In [27], the KdV Equation (47) was considered with exact solution (48) by taking $a=-12,b=12,\kappa =1,x_0=0$ in numerical examples, where relative $L^{\infty }$-errors were presented in numerical results compared with those computed by backward Euler/forward Euler methods in [26]. However, no specific error estimates were reported neither in space nor time. In this example, we present the spatial $L^2$-error estimates by taking $M=6$ and temporal $L^2$-error estimates by taking $N=54$ conducted by our method in

Table 5. Spectral errors at $t=1$ for Example 3. Take $a=-12,b=12,\kappa =1,x_0=0$.

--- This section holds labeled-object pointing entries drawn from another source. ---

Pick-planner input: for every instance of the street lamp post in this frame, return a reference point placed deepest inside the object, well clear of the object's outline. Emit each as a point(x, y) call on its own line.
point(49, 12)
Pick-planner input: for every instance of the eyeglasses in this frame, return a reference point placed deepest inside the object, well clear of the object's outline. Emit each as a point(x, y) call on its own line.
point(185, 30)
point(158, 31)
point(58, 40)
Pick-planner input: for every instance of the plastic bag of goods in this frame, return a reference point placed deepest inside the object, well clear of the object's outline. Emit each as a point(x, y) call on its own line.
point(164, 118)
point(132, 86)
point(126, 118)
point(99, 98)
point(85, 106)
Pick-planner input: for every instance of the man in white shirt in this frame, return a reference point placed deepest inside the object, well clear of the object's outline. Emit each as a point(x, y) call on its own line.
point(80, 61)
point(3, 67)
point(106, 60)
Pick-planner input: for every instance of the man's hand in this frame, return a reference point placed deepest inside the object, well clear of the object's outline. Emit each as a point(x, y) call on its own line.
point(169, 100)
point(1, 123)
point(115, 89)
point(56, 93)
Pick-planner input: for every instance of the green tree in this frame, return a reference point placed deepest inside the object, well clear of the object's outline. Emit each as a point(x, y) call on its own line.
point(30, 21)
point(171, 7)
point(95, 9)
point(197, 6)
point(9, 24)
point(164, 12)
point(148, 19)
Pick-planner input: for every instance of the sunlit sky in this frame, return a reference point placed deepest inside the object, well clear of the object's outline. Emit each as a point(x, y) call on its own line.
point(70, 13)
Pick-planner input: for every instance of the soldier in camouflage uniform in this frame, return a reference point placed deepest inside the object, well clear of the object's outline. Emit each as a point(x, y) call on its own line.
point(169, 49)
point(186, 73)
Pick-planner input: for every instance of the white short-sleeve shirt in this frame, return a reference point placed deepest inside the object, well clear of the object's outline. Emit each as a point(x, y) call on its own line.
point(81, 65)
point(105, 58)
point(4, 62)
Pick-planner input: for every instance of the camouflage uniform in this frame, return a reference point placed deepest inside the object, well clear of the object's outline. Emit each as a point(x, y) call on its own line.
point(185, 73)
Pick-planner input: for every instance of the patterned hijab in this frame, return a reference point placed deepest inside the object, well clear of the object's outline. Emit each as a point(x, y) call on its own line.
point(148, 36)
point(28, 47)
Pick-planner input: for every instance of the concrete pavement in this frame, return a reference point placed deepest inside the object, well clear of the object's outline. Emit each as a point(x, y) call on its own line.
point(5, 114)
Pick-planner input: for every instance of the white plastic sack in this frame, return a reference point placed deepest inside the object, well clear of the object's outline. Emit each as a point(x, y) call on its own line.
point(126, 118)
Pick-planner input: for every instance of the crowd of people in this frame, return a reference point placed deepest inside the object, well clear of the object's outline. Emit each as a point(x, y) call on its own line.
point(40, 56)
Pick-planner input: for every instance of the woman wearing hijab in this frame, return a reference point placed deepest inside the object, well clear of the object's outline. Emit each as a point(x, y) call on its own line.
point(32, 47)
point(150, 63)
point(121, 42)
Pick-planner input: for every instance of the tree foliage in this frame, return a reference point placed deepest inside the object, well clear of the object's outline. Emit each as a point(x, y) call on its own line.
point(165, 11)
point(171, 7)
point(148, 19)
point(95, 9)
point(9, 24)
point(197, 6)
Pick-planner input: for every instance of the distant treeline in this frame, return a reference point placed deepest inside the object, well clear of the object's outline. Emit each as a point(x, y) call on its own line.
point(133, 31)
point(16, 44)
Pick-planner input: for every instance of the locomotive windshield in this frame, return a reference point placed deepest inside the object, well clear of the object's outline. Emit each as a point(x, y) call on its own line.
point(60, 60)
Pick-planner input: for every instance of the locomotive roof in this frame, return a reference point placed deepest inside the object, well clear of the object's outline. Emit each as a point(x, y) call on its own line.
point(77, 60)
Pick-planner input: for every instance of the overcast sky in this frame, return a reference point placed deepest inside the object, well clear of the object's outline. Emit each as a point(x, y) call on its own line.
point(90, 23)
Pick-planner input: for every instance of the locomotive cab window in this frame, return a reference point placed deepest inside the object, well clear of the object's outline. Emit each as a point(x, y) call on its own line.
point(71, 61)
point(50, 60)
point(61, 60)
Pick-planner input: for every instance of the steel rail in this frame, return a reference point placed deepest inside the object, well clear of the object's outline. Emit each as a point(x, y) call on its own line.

Temporal Errors with $\mathit{N}=54$		Spatial Errors with $\mathit{M}=6$
$\mathit{M}$	${\mathit{L}}^{\mathbf{2}}$-$\mathbf{Error}$	$\mathit{N}$	${\mathit{L}}^{\mathbf{2}}$-$\mathbf{Error}$
1	$1.8300\times {10}^{-2}$	14	$3.1500\times {10}^{-2}$
2	$2.7000\times {10}^{-3}$	24	$4.5000\times {10}^{-3}$
3	$4.9201\times {10}^{-4}$	34	$3.8479\times {10}^{-4}$
4	$9.4463\times {10}^{-5}$	44	$3.2627\times {10}^{-5}$
5	$9.4819\times {10}^{-6}$	54	$9.4819\times {10}^{-6}$

. One can easily observe that exponential convergence is obtained both in space and time.

6. Conclusions

In this article, we investigate a space-time Legendre-Petrov-Galerkin method for solving the linear third-order differential equations with non-periodic boundary conditions. In the theoretical analysis, rigorous proof of error estimates in the weighted space-time norms is presented. In the numerical experiments, $L^2$-error estimates are obtained by the proposed method and numerical results indicate the exponential convergence both in space and time. In addition, some numerical results are compared with those given by other numerical methods. By noticing the results, we can see that the proposed space-time spectral method in this paper can attain higher accuracy.

It is pointed out in some papers that multi-domain spectral methods in space and multi-interval spectral methods in time not only reduce the scale of the problems but also reach better accuracy. So, we try to investigate multi-domain forms in space or multi-interval forms in time of the space-time Legendre-Petrov-Galerkin methods in the forthcoming study.